As you can see, during those decades there was a race to determine the structure of DNA in the scientific community.

Many biologists, physicists, and chemists were greatly influenced by the science book “What’s life?” by Erwin Schrödinger.

Schrödinger argued that the key to understanding life itself was by understanding where was our genetic information contained and how it works — when Schrödinger published his book there was a dispute whether it was proteins or DNA that contained our genes.

Watson and Crick were on a rocky path. Their attempt to build a DNA model had been disproved by Franklin when they invited her and Wilkins to see what they had come up with.

Their model was an inside-out triple helix which was wrong because, as Rosalind pointed out, DNA was water-rich and therefore the three sugar-and-phosphate backbone had to be outside instead of at the core of the prototype they had designed.

Franklin and Wilkins went back to King’s College to continue working on x-ray crystallography. As we mentioned, in 1952 “Photograph 51” appeared but that’s not all.

Rosalind had taken two x-ray photos that pictured two out of the three forms of DNA that we know today. The first is form A which presents about 75% of humidity, and the other, the most common, is the B form whose level of water is 95%.

The DNA picture of Photograph 51 was from the form B category.
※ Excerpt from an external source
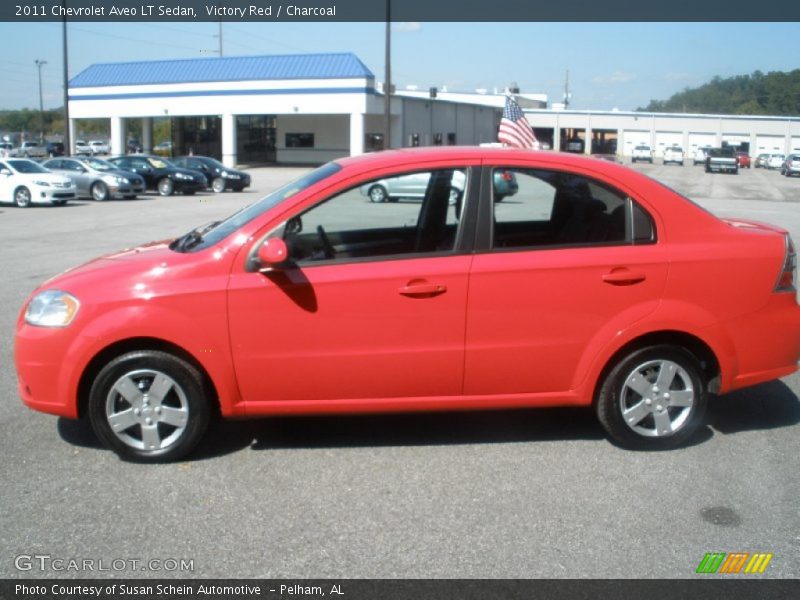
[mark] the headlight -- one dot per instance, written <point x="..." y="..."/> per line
<point x="52" y="308"/>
As a scientist, Franklin continued to collect enough data to support her hypothesis.

X-ray diffraction patterns for the two forms of DNA. At
left, form A, at right, form B. [Forensic Genealogy]

In 1953, Wilkins handed Watson and Crick Photograph 51 and that image was exactly what they needed.

The two had constructed a model of the double helix with a hypothesis to explain how it makes copies of itself by unwinding into single strands and attaching with a complementary nucleobase — either adenine (A) pairs with thymine (T) or cytosine (C) pairs with guanine (G) — creating two double helices.

As Watson wrote in his book DNA: The Story of the Genetic Revolution…

“What got us more excited was the complementarity of the base sequences along the two chains. If you knew the sequence — the order of the bases — along one chain, you automatically knew the sequence along the other.”

Months later, a series of three papers were published on Nature about the discovery of the DNA structure. Watson and Crick’s paper was rolled out first, and their names would be taught in academia from now on.

Franklin’s work only came up as ‘supporting’ to their finding.

It’s fair to say during that time she became friends with Crick and his wife, and before she decided to move to Birkbeck College to make great findings in the structure of the poliovirus, she was on good terms with Watson.

Franklin died in 1958, at the age of 38, following a diagnosis of ovarian cancer — probably due to the radiation she exposed herself during her work on X-ray crystallography.